RuntimeError – If the request ultimately fails (HTTP error or repeated connection/timeouts).

maxent_grpo.training.patches.vllm.safe_generate(*, prompts, url='http://localhost:8000/generate', max_tokens=256, temperature=0.7, top_p=0.9, top_k=None, n=1, stream=False, tokenizer=None, best_of=None, frequency_penalty=None, presence_penalty=None, stop=None, include_stop_str_in_output=False, logit_bias=None, allowed_token_ids=None, blocked_token_ids=None, guided_json=None, guided_regex=None, seed=None, request_id=None, request_id_prefix=None, timeout=None, max_retries=None, backoff=None, backoff_multiplier=None, return_logprobs=False, service_model=None, metadata=None, client_tag=None)[source]

Robust POST to /generate with retry + schema-agnostic decoding.

Parameters:
  • prompts (list[str]) – Input prompts (batch) to generate from.

  • url (str) – Base URL to the /generate route.

  • max_tokens (int) – Maximum tokens to generate per completion.

  • temperature (float) – Sampling temperature.

  • top_p (float) – Nucleus sampling p.

  • top_k (int | None) – Optional top-k cutoff applied during sampling.

  • n (int) – Number of completions per prompt.

  • stream (bool) – Whether to use chunked streaming responses.

  • tokenizer (Any) – Optional tokenizer to decode token ID arrays.

  • best_of (int | None) – vLLM best_of parameter to sample more than n candidates.

  • frequency_penalty (float | None) – Frequency penalty forwarded to vLLM sampling.

  • presence_penalty (float | None) – Presence penalty forwarded to vLLM sampling.

  • stop (list[str] | None) – Stop sequences used to truncate completions.

  • include_stop_str_in_output (bool) – Whether matched stop strings should remain in the returned text.

  • logit_bias (dict[str, float] | None) – Token-level logit bias forwarded to vLLM.

  • allowed_token_ids (list[int] | None) – Optional hard allowlist of token IDs forwarded to vLLM.

  • blocked_token_ids (list[int] | None) – Optional hard denylist of token IDs forwarded to vLLM.

  • guided_json (str | None) – Optional JSON schema string for constrained decoding.

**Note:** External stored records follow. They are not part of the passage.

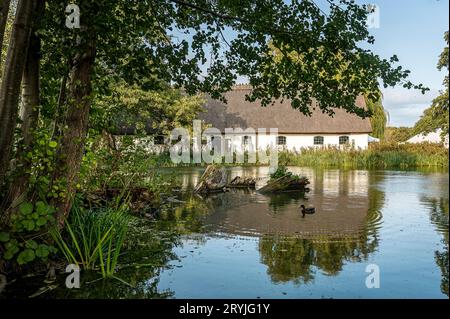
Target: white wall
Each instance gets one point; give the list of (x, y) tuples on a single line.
[(297, 141)]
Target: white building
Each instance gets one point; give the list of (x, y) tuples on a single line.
[(432, 137), (295, 130)]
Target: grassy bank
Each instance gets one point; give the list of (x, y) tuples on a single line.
[(382, 155), (378, 155)]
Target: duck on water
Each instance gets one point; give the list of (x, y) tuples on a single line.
[(307, 210)]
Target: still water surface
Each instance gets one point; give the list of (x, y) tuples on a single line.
[(248, 245), (242, 244)]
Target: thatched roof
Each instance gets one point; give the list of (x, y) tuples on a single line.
[(244, 114)]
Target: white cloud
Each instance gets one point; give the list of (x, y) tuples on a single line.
[(406, 106)]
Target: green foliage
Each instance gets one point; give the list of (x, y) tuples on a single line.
[(25, 240), (437, 115), (397, 134), (379, 155), (146, 48), (280, 172), (378, 118), (133, 110), (93, 238)]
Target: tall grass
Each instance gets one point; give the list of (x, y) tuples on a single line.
[(382, 155), (93, 239)]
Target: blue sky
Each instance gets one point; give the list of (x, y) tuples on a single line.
[(412, 29)]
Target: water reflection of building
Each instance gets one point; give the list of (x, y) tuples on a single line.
[(340, 198), (343, 229)]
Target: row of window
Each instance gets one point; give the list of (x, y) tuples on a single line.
[(318, 140), (281, 140)]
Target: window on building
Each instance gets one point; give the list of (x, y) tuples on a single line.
[(247, 140), (281, 140), (343, 140), (318, 140)]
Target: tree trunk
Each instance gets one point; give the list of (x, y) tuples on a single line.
[(11, 79), (4, 9), (29, 112), (59, 112), (71, 147)]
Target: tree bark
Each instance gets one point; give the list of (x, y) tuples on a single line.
[(71, 147), (4, 10), (29, 112), (11, 79)]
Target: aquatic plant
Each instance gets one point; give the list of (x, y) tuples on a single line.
[(94, 238)]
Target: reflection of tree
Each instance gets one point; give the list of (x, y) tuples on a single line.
[(185, 217), (293, 259), (278, 201), (439, 214)]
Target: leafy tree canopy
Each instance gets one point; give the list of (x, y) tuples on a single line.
[(138, 39), (436, 116)]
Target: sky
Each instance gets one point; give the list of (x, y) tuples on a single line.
[(413, 30)]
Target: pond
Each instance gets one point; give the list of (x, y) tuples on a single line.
[(255, 246), (242, 244)]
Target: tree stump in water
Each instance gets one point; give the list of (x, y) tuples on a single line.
[(242, 182), (212, 180), (286, 183)]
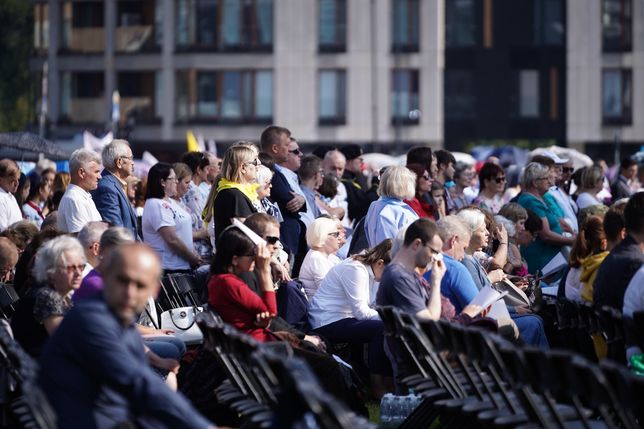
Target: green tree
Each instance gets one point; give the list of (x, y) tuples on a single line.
[(16, 24)]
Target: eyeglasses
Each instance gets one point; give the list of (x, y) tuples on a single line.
[(74, 268), (271, 239)]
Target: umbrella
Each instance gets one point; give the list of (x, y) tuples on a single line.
[(27, 146), (579, 159)]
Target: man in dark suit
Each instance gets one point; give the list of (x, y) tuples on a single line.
[(95, 372), (110, 196)]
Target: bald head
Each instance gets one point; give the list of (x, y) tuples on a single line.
[(334, 163), (8, 259), (133, 276)]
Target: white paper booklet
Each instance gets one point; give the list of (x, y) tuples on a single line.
[(486, 297)]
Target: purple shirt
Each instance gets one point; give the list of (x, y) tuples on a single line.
[(92, 284)]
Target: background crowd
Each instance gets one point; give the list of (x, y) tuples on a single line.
[(85, 251)]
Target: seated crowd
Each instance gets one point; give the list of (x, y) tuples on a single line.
[(86, 251)]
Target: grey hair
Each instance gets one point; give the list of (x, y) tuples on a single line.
[(398, 182), (91, 233), (114, 150), (52, 254), (81, 158), (263, 174), (115, 236), (452, 226), (507, 223), (473, 218), (532, 172)]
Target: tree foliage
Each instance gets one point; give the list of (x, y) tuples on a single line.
[(16, 24)]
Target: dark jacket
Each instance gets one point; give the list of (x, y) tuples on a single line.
[(112, 203)]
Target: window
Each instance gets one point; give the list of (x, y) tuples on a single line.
[(332, 97), (617, 25), (224, 25), (404, 97), (617, 96), (225, 96), (41, 27), (332, 21), (460, 28), (527, 84), (549, 22), (405, 28), (460, 99)]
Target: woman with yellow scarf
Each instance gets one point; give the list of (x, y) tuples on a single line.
[(237, 189)]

  • guided_regex (str | None) – Optional regex constraint for decoding.

  • seed (int | None) – Optional deterministic sampling seed forwarded to vLLM.

  • request_id (str | None) – Explicit request identifier to forward to vLLM.

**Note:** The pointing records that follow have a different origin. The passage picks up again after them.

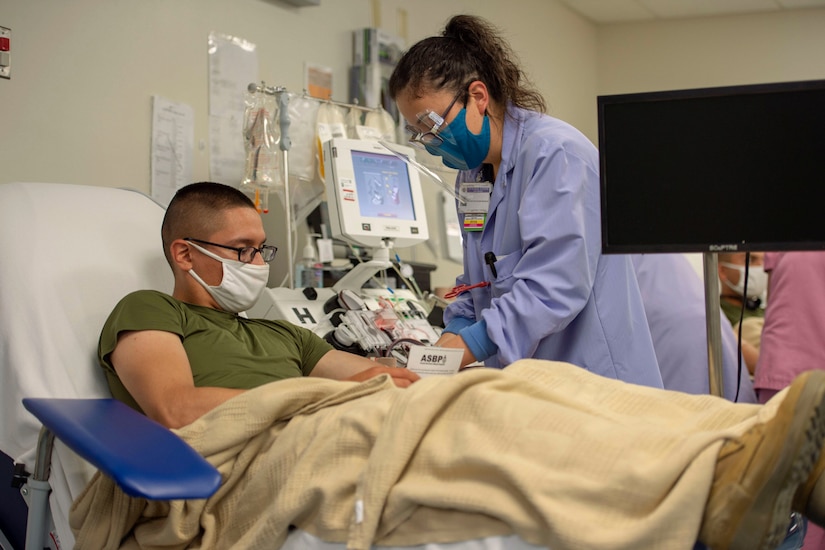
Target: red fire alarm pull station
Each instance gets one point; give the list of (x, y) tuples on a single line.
[(5, 52)]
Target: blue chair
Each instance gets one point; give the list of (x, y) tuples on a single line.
[(70, 252)]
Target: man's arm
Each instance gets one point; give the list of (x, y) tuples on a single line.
[(154, 368), (340, 365)]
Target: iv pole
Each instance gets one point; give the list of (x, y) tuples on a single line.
[(285, 144), (713, 323)]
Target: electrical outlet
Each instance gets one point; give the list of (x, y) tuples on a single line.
[(5, 52)]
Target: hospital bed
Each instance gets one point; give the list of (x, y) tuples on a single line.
[(69, 253)]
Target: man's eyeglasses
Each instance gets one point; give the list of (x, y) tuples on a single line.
[(245, 254), (434, 122)]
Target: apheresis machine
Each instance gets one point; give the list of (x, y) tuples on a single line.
[(375, 201)]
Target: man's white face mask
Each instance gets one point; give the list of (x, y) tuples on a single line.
[(241, 286), (757, 280)]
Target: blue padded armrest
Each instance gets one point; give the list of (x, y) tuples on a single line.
[(144, 458)]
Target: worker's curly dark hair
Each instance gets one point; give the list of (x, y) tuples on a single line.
[(468, 49)]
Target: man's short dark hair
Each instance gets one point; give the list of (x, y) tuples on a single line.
[(195, 209)]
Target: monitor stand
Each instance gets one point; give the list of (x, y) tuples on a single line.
[(713, 322), (358, 276)]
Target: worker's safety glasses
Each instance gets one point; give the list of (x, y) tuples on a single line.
[(434, 122)]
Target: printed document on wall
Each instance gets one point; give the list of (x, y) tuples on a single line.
[(233, 65), (173, 136)]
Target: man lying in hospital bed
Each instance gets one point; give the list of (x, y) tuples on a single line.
[(545, 451)]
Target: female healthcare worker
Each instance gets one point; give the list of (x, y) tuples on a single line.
[(530, 214)]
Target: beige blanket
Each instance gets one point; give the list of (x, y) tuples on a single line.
[(562, 458)]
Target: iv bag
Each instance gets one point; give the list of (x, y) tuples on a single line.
[(303, 115), (261, 141)]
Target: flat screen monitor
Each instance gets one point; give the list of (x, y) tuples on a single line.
[(738, 168), (373, 195)]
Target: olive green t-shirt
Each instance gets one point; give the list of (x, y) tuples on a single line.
[(224, 350)]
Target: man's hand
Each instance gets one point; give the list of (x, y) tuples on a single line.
[(340, 365), (401, 377)]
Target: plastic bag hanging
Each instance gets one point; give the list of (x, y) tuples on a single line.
[(303, 115), (331, 123), (262, 172)]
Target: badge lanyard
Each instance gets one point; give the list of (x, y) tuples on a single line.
[(476, 197)]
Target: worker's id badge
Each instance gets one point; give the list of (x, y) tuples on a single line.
[(474, 203)]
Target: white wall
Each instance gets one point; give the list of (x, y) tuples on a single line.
[(78, 106), (708, 52), (721, 51)]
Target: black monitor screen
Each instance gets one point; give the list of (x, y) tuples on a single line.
[(715, 169)]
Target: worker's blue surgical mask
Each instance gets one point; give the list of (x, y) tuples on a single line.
[(461, 149), (757, 280), (241, 286)]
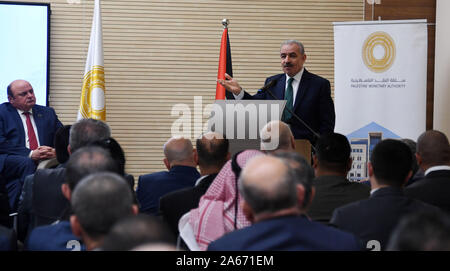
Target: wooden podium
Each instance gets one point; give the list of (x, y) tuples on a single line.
[(234, 117), (303, 147)]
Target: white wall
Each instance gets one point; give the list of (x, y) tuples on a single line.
[(441, 116)]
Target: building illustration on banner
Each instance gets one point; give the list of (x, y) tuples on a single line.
[(362, 142)]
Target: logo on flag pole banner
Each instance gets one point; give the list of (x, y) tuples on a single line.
[(93, 94), (379, 52)]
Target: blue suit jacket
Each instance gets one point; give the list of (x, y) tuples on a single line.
[(286, 233), (313, 103), (56, 237), (375, 218), (151, 187), (12, 133)]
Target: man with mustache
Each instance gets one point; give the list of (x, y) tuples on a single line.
[(26, 136), (307, 95)]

  • request_id_prefix (str | None) – Prefix used when auto-generating request_id.

  • max_retries (int) – Number of attempts before surfacing the error.

  • backoff (float) – Base backoff in seconds; exponential across attempts.

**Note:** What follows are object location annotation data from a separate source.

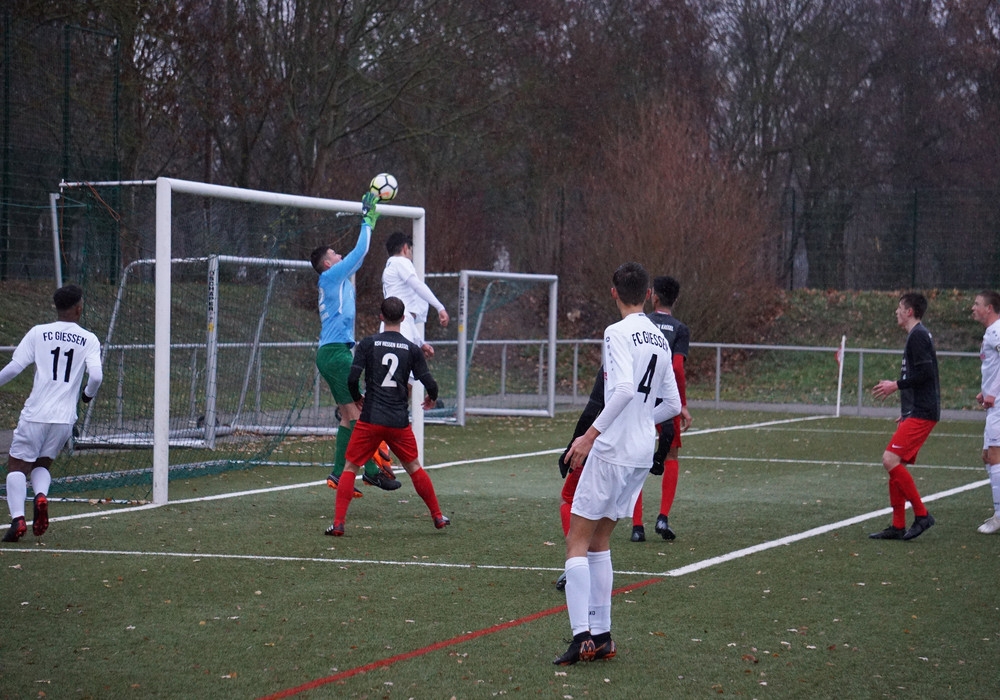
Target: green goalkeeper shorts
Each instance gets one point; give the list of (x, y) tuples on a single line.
[(334, 363)]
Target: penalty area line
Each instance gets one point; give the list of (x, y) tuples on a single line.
[(682, 571)]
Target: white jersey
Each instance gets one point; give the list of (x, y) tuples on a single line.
[(60, 351), (399, 279), (637, 360), (989, 353)]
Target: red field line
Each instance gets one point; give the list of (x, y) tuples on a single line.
[(389, 661)]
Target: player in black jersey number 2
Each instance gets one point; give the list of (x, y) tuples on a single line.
[(387, 359)]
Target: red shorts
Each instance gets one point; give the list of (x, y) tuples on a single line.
[(909, 438), (367, 437)]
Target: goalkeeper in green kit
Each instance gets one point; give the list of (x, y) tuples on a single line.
[(336, 339)]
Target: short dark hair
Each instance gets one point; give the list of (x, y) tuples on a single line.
[(67, 297), (316, 257), (667, 288), (915, 301), (397, 239), (631, 282), (392, 309), (991, 299)]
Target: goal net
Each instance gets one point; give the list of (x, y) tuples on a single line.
[(209, 362)]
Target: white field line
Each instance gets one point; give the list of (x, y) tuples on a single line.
[(310, 484), (681, 571)]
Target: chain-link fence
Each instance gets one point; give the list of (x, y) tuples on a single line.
[(892, 239), (60, 116)]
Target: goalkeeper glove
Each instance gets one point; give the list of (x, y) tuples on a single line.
[(368, 212)]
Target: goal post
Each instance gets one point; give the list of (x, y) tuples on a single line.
[(260, 241), (165, 189), (469, 340)]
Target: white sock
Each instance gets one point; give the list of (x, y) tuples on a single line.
[(41, 480), (17, 491), (601, 582), (994, 470), (577, 594)]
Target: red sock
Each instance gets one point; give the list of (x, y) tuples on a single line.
[(425, 489), (670, 471), (909, 488), (345, 492), (898, 502)]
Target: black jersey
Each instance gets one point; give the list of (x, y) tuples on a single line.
[(677, 334), (387, 359), (919, 388)]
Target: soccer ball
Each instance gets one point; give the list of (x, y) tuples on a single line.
[(385, 186)]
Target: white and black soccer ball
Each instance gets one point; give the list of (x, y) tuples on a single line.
[(385, 186)]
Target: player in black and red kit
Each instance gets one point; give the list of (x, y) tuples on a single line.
[(920, 410), (665, 292), (386, 359)]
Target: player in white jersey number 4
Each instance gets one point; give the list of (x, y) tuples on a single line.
[(60, 352), (986, 310)]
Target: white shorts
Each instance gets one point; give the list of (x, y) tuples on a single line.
[(608, 490), (991, 434), (33, 440)]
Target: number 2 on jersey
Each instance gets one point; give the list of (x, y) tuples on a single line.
[(392, 361)]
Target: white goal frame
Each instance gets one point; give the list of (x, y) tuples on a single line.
[(165, 188)]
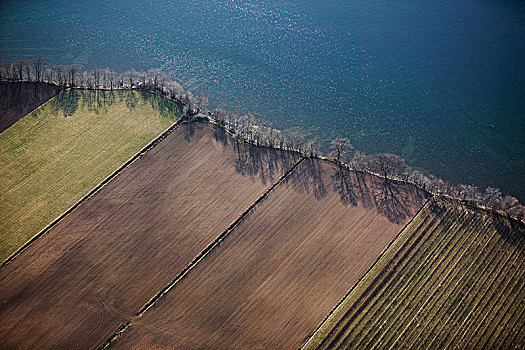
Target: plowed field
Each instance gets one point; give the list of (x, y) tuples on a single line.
[(284, 267), (75, 285), (55, 155), (18, 99), (456, 281)]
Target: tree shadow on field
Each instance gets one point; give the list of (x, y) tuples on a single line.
[(189, 130), (261, 162), (512, 231), (309, 178), (220, 135), (393, 200), (66, 102), (397, 201)]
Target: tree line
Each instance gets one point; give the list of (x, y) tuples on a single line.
[(252, 129)]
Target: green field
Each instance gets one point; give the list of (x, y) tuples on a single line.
[(52, 157), (453, 278)]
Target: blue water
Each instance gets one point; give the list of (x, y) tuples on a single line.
[(438, 82)]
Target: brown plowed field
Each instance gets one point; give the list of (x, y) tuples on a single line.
[(75, 285), (18, 99), (284, 267)]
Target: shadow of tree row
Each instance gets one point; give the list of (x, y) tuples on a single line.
[(396, 201), (98, 101), (19, 98)]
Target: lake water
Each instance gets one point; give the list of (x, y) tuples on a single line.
[(441, 82)]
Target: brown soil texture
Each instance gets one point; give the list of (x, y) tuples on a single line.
[(284, 267), (93, 271), (18, 99)]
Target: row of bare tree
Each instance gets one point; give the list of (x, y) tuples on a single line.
[(249, 128), (393, 166), (155, 80)]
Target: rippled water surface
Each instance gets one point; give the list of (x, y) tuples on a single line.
[(439, 82)]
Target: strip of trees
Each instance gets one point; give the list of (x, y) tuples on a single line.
[(252, 129)]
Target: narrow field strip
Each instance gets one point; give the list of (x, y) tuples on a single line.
[(464, 289), (92, 271)]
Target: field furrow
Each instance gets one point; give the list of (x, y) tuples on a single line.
[(281, 270), (361, 309), (104, 261), (462, 287)]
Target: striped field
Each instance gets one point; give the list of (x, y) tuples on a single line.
[(453, 279)]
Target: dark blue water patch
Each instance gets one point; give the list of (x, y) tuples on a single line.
[(439, 82)]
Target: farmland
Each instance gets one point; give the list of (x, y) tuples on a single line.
[(104, 261), (273, 279), (53, 156), (18, 99), (454, 278)]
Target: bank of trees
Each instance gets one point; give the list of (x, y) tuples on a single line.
[(249, 128)]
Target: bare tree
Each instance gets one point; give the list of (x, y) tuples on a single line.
[(72, 73), (201, 101), (492, 197), (27, 68), (5, 71), (38, 66), (18, 68), (340, 146), (416, 177), (360, 161)]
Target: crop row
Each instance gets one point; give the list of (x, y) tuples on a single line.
[(457, 281)]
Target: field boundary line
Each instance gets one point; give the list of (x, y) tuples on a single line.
[(94, 190), (306, 344), (124, 326), (215, 242)]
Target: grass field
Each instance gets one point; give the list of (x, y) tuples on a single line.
[(284, 267), (453, 279), (104, 261), (53, 156), (18, 99)]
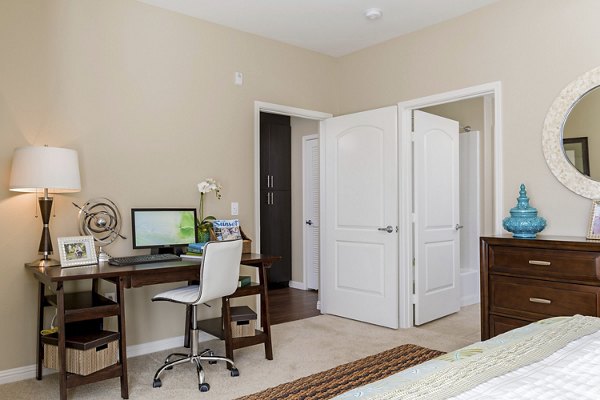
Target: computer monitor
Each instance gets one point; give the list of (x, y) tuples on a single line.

  • timeout (float) – Per‑request timeout in seconds.

  • return_logprobs (bool) – Whether to request log-prob metadata from vLLM.

  • service_model (str | None) – Optional identifier for the served model (used in error payloads).

  • metadata (dict[str, Any] | None) – Optional structured context (dataset/model) copied into error payloads.

  • client_tag (str | None) – Optional client/rank identifier forwarded via headers/payload.

  • backoff_multiplier (float | None)

Returns:

Tuple of grouped texts, optional log-prob metadata, and latency in milliseconds.

Return type:

tuple[list[list[str]], Optional[list[list[VLLMLogprobResult]]], float]

Raises:

GenerationServiceError – When the server responds with repeated errors after exhausting retries.